Dixneuf et al. utilized forward/side light scattering and metabolic auto-fluorescence in flow cytometry, combined with principal component analysis and one class support vector machine algorithms, to rapidly distinguish resistant and sensitive strains.76 This method, fully label-free and compatible with continuous-flow microfluidics, offers promising clinical potential. Graf et al. employed angle-resolved light scattering imaging of droplets encapsulating single bacterial cells.77 Using a convolutional neural network (EfficientNetV2-XL), they predicted bacterial growth status and MICs within a relatively short time for E. coli and Staphylococcus aureus. The approach, offering high throughput and no labeling, is well suited for automated droplet-based microfluidic systems (Fig. 5B). Yang et al. developed a dynamic holographic laser speckle imaging technique to assess bacterial motion under antibiotic treatment.78 Analysis with an artificial neural network enabled label-free MIC determination in a short timeframe with a detection limit of 103 CFU mL−1. Its simple optics and rapid output make it suitable for compact, low-cost diagnostic platforms.
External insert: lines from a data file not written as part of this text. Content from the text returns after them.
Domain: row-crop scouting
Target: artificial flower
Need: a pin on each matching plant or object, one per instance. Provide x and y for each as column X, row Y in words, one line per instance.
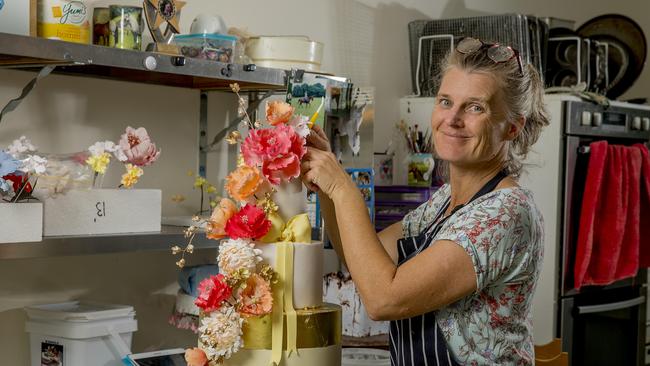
column 238, row 254
column 243, row 182
column 216, row 226
column 212, row 292
column 34, row 164
column 138, row 148
column 278, row 112
column 8, row 164
column 249, row 223
column 20, row 183
column 99, row 163
column 300, row 124
column 20, row 146
column 220, row 333
column 264, row 145
column 256, row 298
column 195, row 357
column 130, row 178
Overall, these unmarked optical imaging techniques demonstrate the feasibility of rapid, high-resolution AST without labeling, using light-scattering signatures and advanced computational analysis. Their integration with microfluidic systems offers an efficient path toward robust, miniaturized, and accessible diagnostic platforms capable of providing clinically actionable results within a few hours.

3.1.3 Raman-based AST. Raman spectroscopy offers a label-free, chemically specific detection method capable of capturing subtle biochemical changes in bacterial cells under antibiotic stress.79 Its integration into microfluidic AST platforms enables direct, multiplexed, and rapid phenotypic assessment with minimal sample preparation.80 The development of surface-enhanced Raman scattering (SERS) has significantly improved detection sensitivity, enabling single-cell level resolution and real-time analysis.
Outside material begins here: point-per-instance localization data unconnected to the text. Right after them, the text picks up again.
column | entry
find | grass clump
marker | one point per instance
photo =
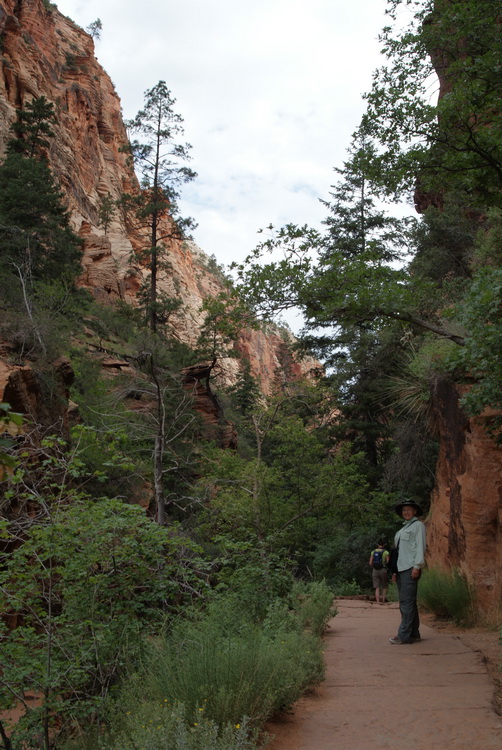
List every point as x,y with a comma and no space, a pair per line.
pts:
162,726
215,677
234,669
448,595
Chen et al. introduced a 3D-ACEK/SERS microfluidic chip that separates bacteria from whole blood and concentrates them onto a SERS-active electrode for AST.81 By utilizing dielectrophoresis and AC electroosmosis, this platform enables rapid detection of bacterial response to antibiotics with high sensitivity and good compatibility with clinical blood samples. Lin et al. developed an antibiotic concentration gradient microfluidic (ACGM) chip integrated with a reusable SERS substrate82 (Fig. 5C). The device generated 792 reaction chambers exposed to varying antibiotic levels, enabling high-throughput AST with Raman spectra acquired after a 3-hour incubation. The system provided semi-quantitative assessments of MIC and bacterial stress responses, offering both spatial resolution and automation potential.
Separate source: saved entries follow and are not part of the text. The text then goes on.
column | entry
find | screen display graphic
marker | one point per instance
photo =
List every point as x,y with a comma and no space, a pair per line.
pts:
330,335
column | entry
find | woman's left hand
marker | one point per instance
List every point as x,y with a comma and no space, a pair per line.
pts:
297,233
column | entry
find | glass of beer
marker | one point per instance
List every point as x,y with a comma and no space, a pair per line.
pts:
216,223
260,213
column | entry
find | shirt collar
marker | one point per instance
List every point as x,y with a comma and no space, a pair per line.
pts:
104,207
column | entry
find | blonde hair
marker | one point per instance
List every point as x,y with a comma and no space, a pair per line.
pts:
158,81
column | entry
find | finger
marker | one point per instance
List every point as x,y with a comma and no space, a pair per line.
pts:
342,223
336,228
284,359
These studies highlight the versatility of SERS-based Raman detection in microfluidic AST. Whether coupled with electric-field enrichment, droplet encapsulation, gradient generation, or static microchambers, SERS enables rapid, label-free, and multiplex phenotyping.

3.1.4 AI-enabled image analysis in microfluidic phenotypic AST. Recent advances have witnessed the rapid integration of artificial intelligence (AI), particularly deep learning and image recognition techniques, with microfluidic-based AST, enabling automated, high-throughput, and label-free analysis of bacterial phenotypes. In one pioneering study, Yu et al. combined nanoliter-scale microfluidic chamber arrays with CNN to analyze phase-contrast video microscopy of bacterial responses to antibiotics.83 Their approach enabled single-cell-level tracking and rapid AST within 30 minutes, with the AI model automatically extracting complex morphological and kinetic features from compressed video frames. This eliminated the need for manual feature engineering and achieved high concordance with conventional broth microdilution methods. Similarly, Sklavounos et al. developed a fully automated digital microfluidic platform capable of parallelized AST and bacterial classification.84 By leveraging a U-Net-based CNN for droplet segmentation and growth quantification in colorimetric and fluorescence images, their system ensured robust, operator-independent detection even under challenging imaging conditions, enhancing throughput and reliability for both MIC determination and species identification.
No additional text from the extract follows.